Il a été mon professeur dès la première année de séminaire. C'était un excellent professeur mais ce qui nous frappait était de le voir aller, à chaque intercours, à la chapelle. Comme s'il était pris par la prière et par le contact avec Dieu. Il priait comme prient les saints. Il attirait déjà beaucoup et confessait énormément.

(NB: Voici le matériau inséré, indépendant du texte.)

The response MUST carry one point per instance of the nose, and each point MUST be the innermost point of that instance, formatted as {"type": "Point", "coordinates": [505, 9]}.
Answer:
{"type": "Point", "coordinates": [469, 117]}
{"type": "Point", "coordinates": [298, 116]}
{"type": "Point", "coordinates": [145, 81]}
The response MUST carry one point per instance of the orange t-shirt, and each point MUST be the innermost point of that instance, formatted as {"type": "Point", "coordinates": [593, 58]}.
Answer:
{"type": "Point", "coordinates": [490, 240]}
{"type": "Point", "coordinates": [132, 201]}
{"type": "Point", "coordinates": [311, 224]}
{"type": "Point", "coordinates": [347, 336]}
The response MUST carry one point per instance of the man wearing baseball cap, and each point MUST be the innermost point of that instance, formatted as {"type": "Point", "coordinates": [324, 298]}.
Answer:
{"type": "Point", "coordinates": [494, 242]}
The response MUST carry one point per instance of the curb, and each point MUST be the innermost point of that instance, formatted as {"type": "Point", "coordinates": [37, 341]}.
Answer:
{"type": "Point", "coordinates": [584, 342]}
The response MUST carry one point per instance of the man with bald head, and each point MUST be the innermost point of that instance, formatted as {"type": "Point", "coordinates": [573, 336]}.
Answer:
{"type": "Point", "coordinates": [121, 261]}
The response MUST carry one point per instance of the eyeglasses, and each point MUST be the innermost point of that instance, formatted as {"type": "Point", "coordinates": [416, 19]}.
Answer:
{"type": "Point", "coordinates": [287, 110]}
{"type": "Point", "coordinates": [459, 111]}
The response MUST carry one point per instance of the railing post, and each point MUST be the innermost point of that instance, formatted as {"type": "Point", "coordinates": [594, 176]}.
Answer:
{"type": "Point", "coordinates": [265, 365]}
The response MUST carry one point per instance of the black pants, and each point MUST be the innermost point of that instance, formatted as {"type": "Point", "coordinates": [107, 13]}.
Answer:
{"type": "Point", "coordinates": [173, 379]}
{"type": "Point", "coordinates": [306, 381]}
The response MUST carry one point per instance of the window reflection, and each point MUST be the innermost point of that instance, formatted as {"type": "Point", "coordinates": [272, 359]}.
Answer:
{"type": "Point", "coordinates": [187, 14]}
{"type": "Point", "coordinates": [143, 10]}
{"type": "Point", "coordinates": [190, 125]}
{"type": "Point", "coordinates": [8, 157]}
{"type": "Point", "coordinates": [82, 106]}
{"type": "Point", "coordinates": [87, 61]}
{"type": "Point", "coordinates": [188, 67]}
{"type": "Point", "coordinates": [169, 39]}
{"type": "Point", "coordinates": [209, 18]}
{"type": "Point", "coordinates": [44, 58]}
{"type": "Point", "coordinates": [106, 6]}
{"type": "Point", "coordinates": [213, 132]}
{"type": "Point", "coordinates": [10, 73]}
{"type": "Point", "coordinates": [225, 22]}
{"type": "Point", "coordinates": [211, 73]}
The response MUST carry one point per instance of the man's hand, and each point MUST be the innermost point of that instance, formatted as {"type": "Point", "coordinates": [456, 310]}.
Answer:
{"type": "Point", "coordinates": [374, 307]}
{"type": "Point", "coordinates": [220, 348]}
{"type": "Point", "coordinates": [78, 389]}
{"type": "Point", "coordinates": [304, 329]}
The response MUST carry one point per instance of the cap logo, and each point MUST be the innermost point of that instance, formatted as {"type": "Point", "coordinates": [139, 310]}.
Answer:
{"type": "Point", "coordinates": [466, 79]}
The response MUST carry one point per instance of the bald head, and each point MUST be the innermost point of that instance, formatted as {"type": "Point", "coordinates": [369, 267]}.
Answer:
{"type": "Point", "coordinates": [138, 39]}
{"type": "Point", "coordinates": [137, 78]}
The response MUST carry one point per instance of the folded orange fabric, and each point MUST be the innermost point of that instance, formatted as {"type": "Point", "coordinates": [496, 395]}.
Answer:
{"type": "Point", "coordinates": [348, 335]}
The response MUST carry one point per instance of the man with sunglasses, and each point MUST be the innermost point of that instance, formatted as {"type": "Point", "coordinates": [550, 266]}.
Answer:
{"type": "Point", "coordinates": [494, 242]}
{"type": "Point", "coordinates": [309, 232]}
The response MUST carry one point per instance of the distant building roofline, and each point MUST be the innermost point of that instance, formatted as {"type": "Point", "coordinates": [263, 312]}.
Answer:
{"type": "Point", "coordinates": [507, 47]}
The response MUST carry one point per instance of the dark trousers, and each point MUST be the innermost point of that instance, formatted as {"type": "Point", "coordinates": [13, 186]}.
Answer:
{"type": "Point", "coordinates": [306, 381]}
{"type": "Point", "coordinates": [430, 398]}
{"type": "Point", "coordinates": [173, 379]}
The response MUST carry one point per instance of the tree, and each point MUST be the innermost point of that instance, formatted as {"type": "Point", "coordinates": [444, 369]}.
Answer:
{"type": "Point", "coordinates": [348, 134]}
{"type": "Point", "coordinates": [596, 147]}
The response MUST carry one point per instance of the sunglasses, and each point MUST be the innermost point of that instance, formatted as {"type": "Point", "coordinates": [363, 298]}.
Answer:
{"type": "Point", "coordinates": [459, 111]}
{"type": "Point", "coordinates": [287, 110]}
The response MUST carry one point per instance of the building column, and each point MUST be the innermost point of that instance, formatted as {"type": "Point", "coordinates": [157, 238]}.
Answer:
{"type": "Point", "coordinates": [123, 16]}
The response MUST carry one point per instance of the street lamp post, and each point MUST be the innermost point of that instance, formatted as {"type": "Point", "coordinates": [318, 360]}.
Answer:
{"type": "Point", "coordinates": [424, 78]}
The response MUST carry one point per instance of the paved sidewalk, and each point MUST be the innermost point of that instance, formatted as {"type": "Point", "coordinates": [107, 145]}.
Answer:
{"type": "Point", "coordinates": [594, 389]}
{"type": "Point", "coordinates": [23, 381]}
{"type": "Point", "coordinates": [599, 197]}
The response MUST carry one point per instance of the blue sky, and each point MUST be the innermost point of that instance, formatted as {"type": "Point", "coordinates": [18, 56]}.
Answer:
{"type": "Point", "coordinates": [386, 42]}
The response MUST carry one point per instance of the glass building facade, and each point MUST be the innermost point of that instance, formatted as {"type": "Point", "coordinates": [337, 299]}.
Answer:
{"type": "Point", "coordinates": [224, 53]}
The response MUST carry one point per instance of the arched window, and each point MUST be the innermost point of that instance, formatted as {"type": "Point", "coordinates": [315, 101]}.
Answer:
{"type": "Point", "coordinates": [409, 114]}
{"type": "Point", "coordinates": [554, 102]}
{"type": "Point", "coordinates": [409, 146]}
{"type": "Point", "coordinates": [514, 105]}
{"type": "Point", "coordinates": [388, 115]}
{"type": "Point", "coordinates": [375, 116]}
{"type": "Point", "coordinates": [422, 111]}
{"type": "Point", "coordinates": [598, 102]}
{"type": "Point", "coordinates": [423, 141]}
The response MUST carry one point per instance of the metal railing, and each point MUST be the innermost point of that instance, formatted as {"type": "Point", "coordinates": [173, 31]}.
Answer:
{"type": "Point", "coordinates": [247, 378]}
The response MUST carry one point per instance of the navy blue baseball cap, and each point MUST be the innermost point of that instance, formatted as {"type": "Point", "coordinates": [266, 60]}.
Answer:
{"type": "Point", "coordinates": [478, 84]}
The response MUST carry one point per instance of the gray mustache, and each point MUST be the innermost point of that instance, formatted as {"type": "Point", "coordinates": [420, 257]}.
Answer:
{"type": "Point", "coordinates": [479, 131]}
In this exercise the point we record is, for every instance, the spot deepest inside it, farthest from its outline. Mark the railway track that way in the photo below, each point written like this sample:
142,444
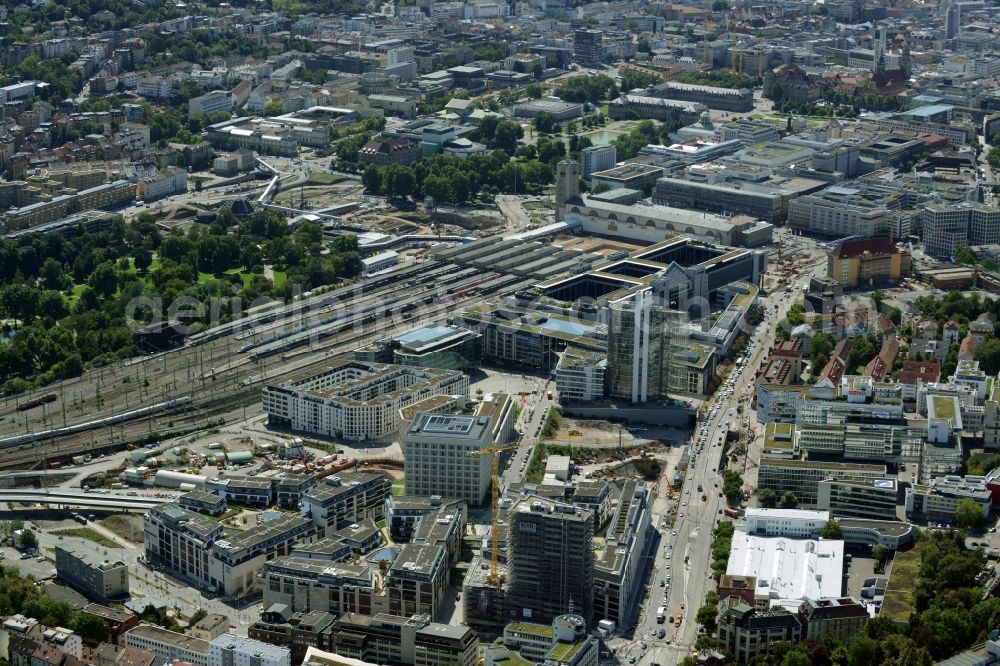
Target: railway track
225,392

Qu'est-ce qui vous a personnellement marqué le plus ?
Sa vertu la plus forte, qui était la contemplation, le contact avec Dieu. Mais aussi une grande pauvreté. Il n'a jamais rien eu à lui. Ce qu'il avait devait servir aux autres. Il ne voulait pas de choses nouvelles. Il portait toujours les mêmes vêtements. Même au Vatican, il ne voulait rien de particulier. Il ne perdait jamais de temps. Il était très discipliné pour les pratiques spirituelles mais aussi pour le travail ! Tous ceux qui voyageaient avec lui étaient frappés de voir qu'une fois les salutations diverses et obligations accomplies, il se plongeait aussitôt dans la prière ou dans la lecture d'ouvrages. Enfin, son envergure intellectuelle : il avait une vision des problèmes du monde et de l'Église. Ses collaborateurs, ici comme à Rome, pouvaient toujours savoir où il allait. Et puis, il a été le pape de tous. Il n'a jamais cherché à être le pape d'une partie de l'Église.

A-t-il changé votre vie ?
J'ai toujours cherché à le servir, à l'aider, dans la limite de ce qu'un secrétaire personnel doit faire, sans jamais me substituer à d'autres. Ma vie a été la sienne. Je n'ai jamais eu, pour ainsi dire, de vie personnelle, mais quelle intensité !

Est-ce que vous lui parlez encore dans la prière ?
Je ne « parle » pas avec lui mais quand j'ai un problème personnel ou dans ma responsabilité pastorale, je prie Dieu à travers lui, sans oublier tous les gens qui me demandent de le prier. Je suis convaincu qu'il m'aide très souvent.

C'est-à-dire ?
Je ne peux pas parler de « miracles », car c'est à l'Église de discerner, mais je constate tant de « grâces », notamment pour des guérisons de cancers ou de réconciliation de couples divisés. Il y a encore quelques jours, le père d'un de nos jeunes employés, atteint de tumeurs très graves au poumon, se préparait à une opération chirurgicale désespérée. Nous avons prié instamment et les sœurs avaient donné à la famille un petit morceau d'une des soutanes de Jean-Paul II. Au moment de la dernière visite avant l'opération, les médecins ont dû constater que l'homme n'avait plus rien. Il est rentré chez lui.